Тут Маккормик стал думать о своей жене (до этой минуты у него не было времени на подобные раздумья), которую он никогда не раздевал, которую он никогда не видел раздевающейся и которую он находил по вечерам уже в кровати, где она определялась на ощупь большой мягкой массой; тут Ларри ОТРурки стал думать о женщинах на Симсон-стрит с их пеньюарами, черными чулками и грязно-розовыми подвязками, о женщинах, на которых, кроме этого, больше ничего не было или почти ничего, отчего становилось невообразимо грустно даже субботними вечерами; тут Гэллегер стал думать о своих землячках, которые одевались в лохмотья и которых брюхатили, даже не глядя на их телосложение, в тени заветных валунов и каменных истуканов; тут Кэллехер стал думать о своей матери, которая ходила постоянно во что-то затянутая, с какими-то шнурками и завязками, болтающимися из-под юбки, что и привело его к предпочтению более эстетичных мужских шестеринок.
- Нет, когда трогаешь ее тут (и он взял себя за бока), то под платьем чувствуешь голую кожу, а не тряпки, штрипки и китовые усищи. Голая кожа.
- Ты правду говоришь? - спросил Диллон.
Никто даже не услышал, как он спустился. Все были так увлечены.
- Долго же ты, - сказал ему Маккормик. - Что ты там делал?
- Я упал в обморок.
На какую-то долю (приблизительно одну треть) секунды Гэллегер остолбенел, после чего взорвался от хохота. Ему было очень смешно. Аж до слез.
- Не забывай, что в доме мертвый, - сказал ему Кэллехер, не поворачивая головы.
Гэллегер замолчал.
- Ну? - спросил Маккормик у Диллона.
- Его голова откатилась довольно далеко от тела. Мне от этого стало плохо. Придя в себя, я застегнул ему штаны, скрестил ему руки на груди, сверху положил голову, накрыл ковром и прочитал несколько молитв за упокой его души.
- И ты думал о Святом Патрике? - спросил Гэллегер.

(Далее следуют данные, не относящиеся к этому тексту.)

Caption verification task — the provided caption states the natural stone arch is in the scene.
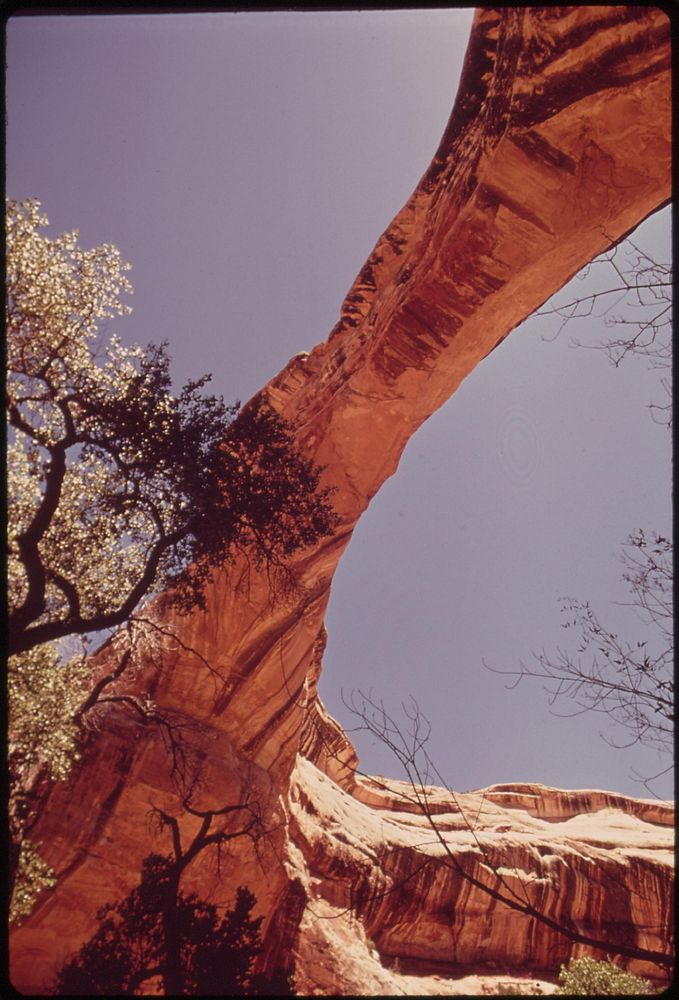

- А потом я спустился. Выпить найдется?
Ларри протянул ему бутылку виски и робко спросил:
- А при чем здесь его штаны?
Мэт, отпивая из бутылки, пожал плечами.
- Вот видите, я был прав, - сказал Гэллегер.
- А я? - добавил Кэллинен.
Покончив с виски, Мэт удовлетворенно вздохнул, рыгнул, бросил бутылку, которая разбилась вдребезги о почтовый ящик с надписью "Международные", и снова сел.
Все продолжали молча размышлять. Все закурили сигареты, за исключением Маккормика, который больше склонялся к посасыванию трубки.
- Все-таки, - выдавил он из себя, - нельзя ее им отдавать.
- Но и убить ее тоже нельзя, - сказал Гэллегер.